Can the @AINowInitiative achieve its goals?
“Preventing fascism through AI?” After the recent Wikileaks revelations about purported CIA listening technology, you kinda wonder if the AI would be used to IMPLEMENT “fascism” – whatever “fascism” is.
But when I went to the AI Now Initiative website (which, as far as I can tell, does NOT use the f-word), it looks like they have a valid point. But can they get where they want to go? And where DO they want to go?
First, let me introduce the AI Now Initiative itself.
Led by Kate Crawford and Meredith Whittaker, AI Now is a New York-based research initiative working across disciplines to understand AI’s social impacts….
The AI Now Report provides recommendations that can help ensure AI is more fair and equitable. It represents the thinking and research of the experts who attended our first symposium, hosted in collaboration with President Obama’s White House and held at New York University in 2016.
The thing that struck me in the details was their discussion of bias.
Bias and inclusion
Data reflects the social and political conditions in which it is collected. AI is only able to “see” what is in the data it’s given. This, along with many other factors, can lead to biased and unfair outcomes. AI Now researches and measures the nature of such bias, how bias is defined and by whom, and the impact of such bias on diverse populations.
I wanted to read the report (PDF) of the first symposium – since the second symposium hasn’t yet been held, its report has (I hope) not yet been written – but the definition of bias is a key step here. If you’re wearing a MAGA hat or have one of North Korea’s approved hairstyles, then anything involving Barack Obama and the city of New York is already hopelessly biased, infused with New York values – one of those values being the Constitution and laws of the United States.

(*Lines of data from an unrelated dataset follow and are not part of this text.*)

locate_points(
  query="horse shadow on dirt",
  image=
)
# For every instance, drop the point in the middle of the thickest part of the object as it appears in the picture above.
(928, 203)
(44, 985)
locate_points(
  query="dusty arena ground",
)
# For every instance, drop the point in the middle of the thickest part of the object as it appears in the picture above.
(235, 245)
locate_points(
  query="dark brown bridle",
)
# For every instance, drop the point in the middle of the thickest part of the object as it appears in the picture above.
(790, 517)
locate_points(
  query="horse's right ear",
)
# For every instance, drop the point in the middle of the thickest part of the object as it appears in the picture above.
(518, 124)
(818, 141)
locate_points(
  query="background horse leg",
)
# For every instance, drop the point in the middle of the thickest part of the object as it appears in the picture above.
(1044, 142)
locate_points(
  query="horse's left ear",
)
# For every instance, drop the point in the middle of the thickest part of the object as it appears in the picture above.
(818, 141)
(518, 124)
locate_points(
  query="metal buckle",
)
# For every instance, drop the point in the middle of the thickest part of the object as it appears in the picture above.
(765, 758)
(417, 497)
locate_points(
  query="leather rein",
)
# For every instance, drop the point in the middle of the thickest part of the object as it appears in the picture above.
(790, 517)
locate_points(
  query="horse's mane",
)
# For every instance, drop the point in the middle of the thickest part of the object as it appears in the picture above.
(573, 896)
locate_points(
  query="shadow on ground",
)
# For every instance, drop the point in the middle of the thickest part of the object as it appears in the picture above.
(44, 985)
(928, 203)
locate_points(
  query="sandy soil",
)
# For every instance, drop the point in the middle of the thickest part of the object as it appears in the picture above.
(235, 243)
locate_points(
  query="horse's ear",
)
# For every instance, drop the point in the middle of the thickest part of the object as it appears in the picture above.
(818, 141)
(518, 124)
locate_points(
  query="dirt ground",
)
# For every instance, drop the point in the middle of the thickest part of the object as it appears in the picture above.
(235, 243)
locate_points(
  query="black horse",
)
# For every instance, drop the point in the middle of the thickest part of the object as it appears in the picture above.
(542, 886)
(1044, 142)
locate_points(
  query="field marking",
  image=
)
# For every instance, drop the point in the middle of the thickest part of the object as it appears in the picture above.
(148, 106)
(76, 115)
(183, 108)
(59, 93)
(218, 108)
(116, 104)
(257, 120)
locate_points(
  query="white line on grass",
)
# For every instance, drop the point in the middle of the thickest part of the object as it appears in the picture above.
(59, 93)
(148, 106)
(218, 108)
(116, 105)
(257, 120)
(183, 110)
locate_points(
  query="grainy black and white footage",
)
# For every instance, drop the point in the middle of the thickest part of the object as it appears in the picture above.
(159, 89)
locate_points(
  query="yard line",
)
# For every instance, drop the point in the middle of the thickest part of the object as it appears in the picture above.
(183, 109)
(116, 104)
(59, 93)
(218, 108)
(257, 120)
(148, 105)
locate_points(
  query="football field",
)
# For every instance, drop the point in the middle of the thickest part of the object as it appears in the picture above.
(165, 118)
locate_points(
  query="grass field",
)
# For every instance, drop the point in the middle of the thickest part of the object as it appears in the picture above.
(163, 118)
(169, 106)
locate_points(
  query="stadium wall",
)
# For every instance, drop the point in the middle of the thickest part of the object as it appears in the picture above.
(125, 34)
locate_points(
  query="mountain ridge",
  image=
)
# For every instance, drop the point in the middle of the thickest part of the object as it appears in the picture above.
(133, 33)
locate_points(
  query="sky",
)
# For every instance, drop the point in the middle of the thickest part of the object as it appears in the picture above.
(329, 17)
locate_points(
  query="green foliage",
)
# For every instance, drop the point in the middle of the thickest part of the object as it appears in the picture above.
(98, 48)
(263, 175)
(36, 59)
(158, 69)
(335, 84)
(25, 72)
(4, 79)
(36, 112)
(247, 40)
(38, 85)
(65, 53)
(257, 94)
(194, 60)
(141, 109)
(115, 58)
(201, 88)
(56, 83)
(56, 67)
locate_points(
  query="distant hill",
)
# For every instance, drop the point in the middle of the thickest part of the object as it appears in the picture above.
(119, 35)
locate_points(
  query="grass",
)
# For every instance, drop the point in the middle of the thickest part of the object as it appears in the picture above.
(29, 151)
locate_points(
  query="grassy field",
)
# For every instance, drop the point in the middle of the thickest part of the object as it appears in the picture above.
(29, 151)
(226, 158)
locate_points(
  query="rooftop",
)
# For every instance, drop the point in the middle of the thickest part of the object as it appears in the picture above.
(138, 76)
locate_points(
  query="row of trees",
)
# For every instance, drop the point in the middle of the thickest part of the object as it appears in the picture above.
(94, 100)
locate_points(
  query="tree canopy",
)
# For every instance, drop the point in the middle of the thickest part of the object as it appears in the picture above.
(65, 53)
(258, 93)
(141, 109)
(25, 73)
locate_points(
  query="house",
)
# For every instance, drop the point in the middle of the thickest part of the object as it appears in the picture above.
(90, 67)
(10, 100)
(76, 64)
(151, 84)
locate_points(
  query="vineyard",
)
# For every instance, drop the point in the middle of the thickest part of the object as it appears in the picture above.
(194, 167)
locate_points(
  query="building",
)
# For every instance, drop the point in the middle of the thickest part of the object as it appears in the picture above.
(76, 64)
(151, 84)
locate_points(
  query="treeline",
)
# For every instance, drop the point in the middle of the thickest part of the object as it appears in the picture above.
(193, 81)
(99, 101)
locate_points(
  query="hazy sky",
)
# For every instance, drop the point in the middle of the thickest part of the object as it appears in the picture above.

While reading the report, it appears that “bias” is defined as “lack of fairness.”
As AI systems take on a more important role in high-stakes decision-making – from offers of credit and insurance, to hiring decisions and parole – they will begin to affect who gets offered crucial opportunities, and who is left behind. This brings questions of rights, liberties, and basic fairness to the forefront.
While some hope that AI systems will help to overcome the biases that plague human decision-making, others fear that AI systems will amplify such biases, denying opportunities to the deserving and subjecting the deprived to further disadvantage.
An example will illustrate the issues involved.
Person A and Person B are applying for health insurance. What data is required to evaluate the risks from insuring each person? Do we need to know their ages? Their genders? Their races? What they ate for dinner last night? Their genetic test results? Some will argue that all of this data is not only desirable, but necessary for decision-making. Others will argue that collection of such data is an affront to the aforementioned “New York values” enshrined in the Constitution.
So should an AI system have access to all data, or some data? And should it be neutral, or “fair”?
One sentence in the report, however, justifies the common scientific plea that more research (and funding for research) is needed.
It is important to note that while there are communities doing wonderful work on these issues, there is no consensus on how to “detect” bias of either kind.